Climate change has become a religion of sorts, and its followers go to great lengths to ensure everyone knows it. Lately, however, we’re witnessing that the major challenge to ‘green’ ventures is coming from…green groups.

It may sound counterintuitive, but the trend is playing out coast to coast and around the globe. [bold, links added]

Let’s start in California, a state whose ideologies are so ‘green’ that it banned combustion-engine personal vehicle sales after 2035.

Yet, protests from environmental organizations and residents in general against wind and solar installations are commonplace.

In one example, saving tortoises is more important to these groups than their blessed 500-megawatt solar project in the Mojave Desert. Keep in mind that these same groups have fought for years for California to embrace sun panels over common sense.

Moving further west, Hawaii, a state which has mandated 100% renewable power by 2045, saw uproar from Oahu residents when it tried to permit an eight-tower wind project in 2019.

In my home of Alaska, a project that would have allowed Arctic ice and snow to be used as a reflective source to ultimately generate power was lambasted by indigenous and environmental groups earlier this year.

While the concept proposed by Arctic ice is untested, the concern stated by those groups was that the methods used would harm outdoor activities. 

And yet, the green groups aren’t done.

[Alaska’s] governor held a three-day conference earlier this year, focused on how Alaska could lead the nation in providing domestic supplies of critical and strategic minerals, as well as advance his stated goal of providing up to 80% of Southcentral Alaska’s electricity and heating demands via renewable energy by 2040.

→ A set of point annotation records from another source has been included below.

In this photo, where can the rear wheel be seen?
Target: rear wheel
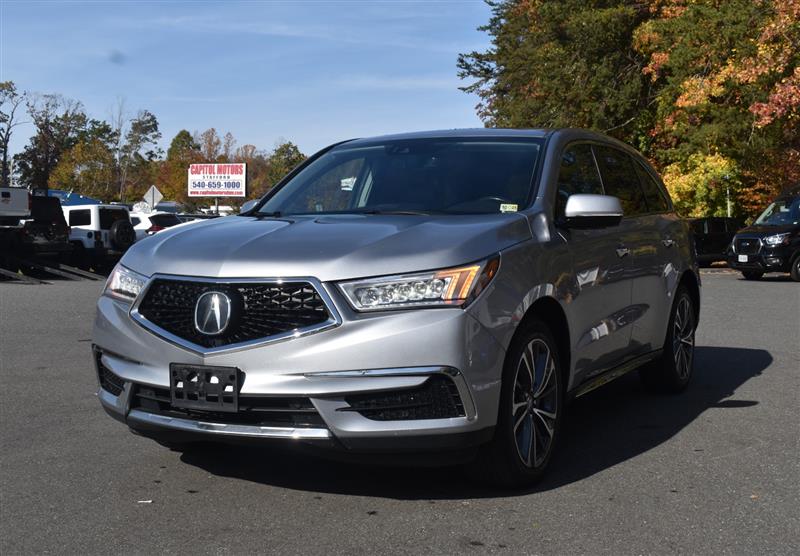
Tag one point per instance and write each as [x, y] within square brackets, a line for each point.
[530, 412]
[671, 372]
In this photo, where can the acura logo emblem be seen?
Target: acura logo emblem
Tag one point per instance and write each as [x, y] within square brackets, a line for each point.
[212, 313]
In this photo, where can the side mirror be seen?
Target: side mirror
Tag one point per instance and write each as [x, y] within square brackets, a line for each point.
[247, 206]
[592, 211]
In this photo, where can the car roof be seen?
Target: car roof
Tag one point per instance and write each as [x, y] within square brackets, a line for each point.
[455, 133]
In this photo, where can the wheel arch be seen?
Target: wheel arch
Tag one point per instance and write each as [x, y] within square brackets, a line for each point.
[549, 311]
[692, 283]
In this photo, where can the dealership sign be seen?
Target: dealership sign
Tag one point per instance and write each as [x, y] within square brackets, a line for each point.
[217, 180]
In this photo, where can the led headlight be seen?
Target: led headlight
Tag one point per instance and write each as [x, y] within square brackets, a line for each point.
[124, 284]
[439, 288]
[776, 239]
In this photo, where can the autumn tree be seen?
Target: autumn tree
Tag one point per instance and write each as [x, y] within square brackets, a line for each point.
[58, 122]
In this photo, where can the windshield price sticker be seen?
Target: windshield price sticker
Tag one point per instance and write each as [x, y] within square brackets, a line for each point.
[217, 180]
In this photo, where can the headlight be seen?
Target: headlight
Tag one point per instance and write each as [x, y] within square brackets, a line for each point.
[440, 288]
[124, 284]
[776, 239]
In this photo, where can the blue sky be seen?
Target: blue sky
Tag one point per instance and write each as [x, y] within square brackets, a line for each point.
[310, 72]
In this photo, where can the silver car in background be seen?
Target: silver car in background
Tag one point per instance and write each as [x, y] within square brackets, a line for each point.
[428, 293]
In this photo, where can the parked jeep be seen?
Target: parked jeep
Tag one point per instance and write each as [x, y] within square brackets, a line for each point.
[98, 232]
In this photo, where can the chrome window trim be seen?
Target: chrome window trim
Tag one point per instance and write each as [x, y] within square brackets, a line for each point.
[455, 375]
[334, 320]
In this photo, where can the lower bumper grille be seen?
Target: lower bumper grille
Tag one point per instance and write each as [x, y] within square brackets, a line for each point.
[109, 382]
[437, 398]
[253, 410]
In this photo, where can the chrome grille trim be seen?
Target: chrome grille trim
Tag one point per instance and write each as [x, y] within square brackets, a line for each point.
[334, 320]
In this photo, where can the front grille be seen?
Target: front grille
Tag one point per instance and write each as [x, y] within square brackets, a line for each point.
[258, 310]
[747, 246]
[253, 410]
[437, 398]
[109, 382]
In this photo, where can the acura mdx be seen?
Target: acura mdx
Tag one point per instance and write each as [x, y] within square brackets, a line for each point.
[426, 293]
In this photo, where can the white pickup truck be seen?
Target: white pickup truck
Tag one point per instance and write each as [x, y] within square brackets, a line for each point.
[14, 206]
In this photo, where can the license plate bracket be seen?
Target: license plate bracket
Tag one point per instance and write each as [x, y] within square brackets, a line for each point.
[204, 387]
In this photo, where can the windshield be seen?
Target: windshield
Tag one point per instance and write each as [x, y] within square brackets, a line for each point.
[781, 212]
[451, 176]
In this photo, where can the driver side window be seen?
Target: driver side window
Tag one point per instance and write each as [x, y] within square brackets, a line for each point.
[578, 174]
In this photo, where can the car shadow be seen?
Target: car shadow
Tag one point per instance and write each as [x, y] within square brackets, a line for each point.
[603, 428]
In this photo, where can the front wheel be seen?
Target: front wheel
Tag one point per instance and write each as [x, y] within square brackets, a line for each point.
[671, 372]
[530, 413]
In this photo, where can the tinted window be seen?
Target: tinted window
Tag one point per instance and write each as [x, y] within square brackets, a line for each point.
[578, 174]
[653, 194]
[620, 179]
[438, 175]
[165, 220]
[109, 216]
[80, 218]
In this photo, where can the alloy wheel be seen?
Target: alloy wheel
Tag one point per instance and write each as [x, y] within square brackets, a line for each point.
[683, 338]
[535, 403]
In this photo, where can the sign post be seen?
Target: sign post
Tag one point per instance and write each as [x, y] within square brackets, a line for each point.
[217, 180]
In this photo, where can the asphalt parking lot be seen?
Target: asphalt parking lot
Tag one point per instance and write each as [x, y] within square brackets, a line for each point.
[715, 470]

While most called the conference a success, environmental groups chided the gathering as “off the rails.”

For decades, wind and solar power have been sacred artifacts of the green religion. However, as communities look at the real cost, they begin to push back.

Earlier this year, Reuters noted the widespread concerns from rural residents over solar projects:

“As solar developers propose new, often sprawling projects in places like Kansas, Maine, Texas, Virginia and elsewhere, local governments and activist groups are seeking to block them and often succeeding. They cite reasons ranging from aesthetics that would harm property values to fears about health and safety, and loss of arable land, farm culture, or wildlife habitat.”

They’re not alone.

In Norway, the 60-megawatt wind project on Frøya Island was scrapped in 2019 due to fierce public opposition. Germany had plans to supply most of its energy from renewables, and spent hundreds of billions to do so.

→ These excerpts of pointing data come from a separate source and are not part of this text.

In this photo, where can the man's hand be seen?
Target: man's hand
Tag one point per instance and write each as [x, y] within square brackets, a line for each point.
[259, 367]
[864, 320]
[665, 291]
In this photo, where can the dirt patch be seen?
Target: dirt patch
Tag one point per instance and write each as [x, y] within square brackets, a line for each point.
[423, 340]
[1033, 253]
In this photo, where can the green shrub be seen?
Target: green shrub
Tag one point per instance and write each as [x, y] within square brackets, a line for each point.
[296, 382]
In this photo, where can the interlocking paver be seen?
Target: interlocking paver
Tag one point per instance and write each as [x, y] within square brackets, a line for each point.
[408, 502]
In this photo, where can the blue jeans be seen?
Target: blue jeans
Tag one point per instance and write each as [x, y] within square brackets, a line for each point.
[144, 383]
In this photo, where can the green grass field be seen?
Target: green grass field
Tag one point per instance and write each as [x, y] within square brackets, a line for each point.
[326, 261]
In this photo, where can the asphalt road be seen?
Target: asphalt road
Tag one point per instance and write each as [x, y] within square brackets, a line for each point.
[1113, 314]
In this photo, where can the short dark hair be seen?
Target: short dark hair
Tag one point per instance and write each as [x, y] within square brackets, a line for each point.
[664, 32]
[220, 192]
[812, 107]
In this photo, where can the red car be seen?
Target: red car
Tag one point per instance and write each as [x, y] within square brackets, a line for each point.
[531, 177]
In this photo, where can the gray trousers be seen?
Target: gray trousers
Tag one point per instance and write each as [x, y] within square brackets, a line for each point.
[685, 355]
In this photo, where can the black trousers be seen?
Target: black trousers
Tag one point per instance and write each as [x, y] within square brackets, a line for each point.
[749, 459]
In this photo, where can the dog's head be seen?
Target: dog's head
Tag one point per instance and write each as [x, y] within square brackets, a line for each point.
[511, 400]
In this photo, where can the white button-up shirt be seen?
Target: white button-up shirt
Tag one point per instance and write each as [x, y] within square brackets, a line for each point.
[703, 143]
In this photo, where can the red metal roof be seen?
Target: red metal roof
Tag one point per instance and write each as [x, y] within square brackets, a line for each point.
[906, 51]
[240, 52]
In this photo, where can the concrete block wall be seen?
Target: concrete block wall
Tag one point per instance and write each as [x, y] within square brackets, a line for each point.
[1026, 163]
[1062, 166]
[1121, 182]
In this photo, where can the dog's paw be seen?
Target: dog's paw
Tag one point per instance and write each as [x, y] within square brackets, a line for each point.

As a result, the wind turbines themselves became so unpopular that a term was derived for them: Verspargelung, roughly translated as “pollution with giant asparagus sticks.

If the production of green projects is insufficiently green for the eco-Left, then we shouldn’t take anything they say seriously.

Remember, these are the very same groups who demand we use these “solutions” and then fight them tooth and nail.

The doomsday predictions about the imminent ending of the world, the urgent need to transition away from traditional power sources that are affordable and reliable, and the need to buy into their zealotry around all things climate. It’s all a load of hooey. The religion of climate change is overwrought.

Let’s hope people wake up before it’s too late.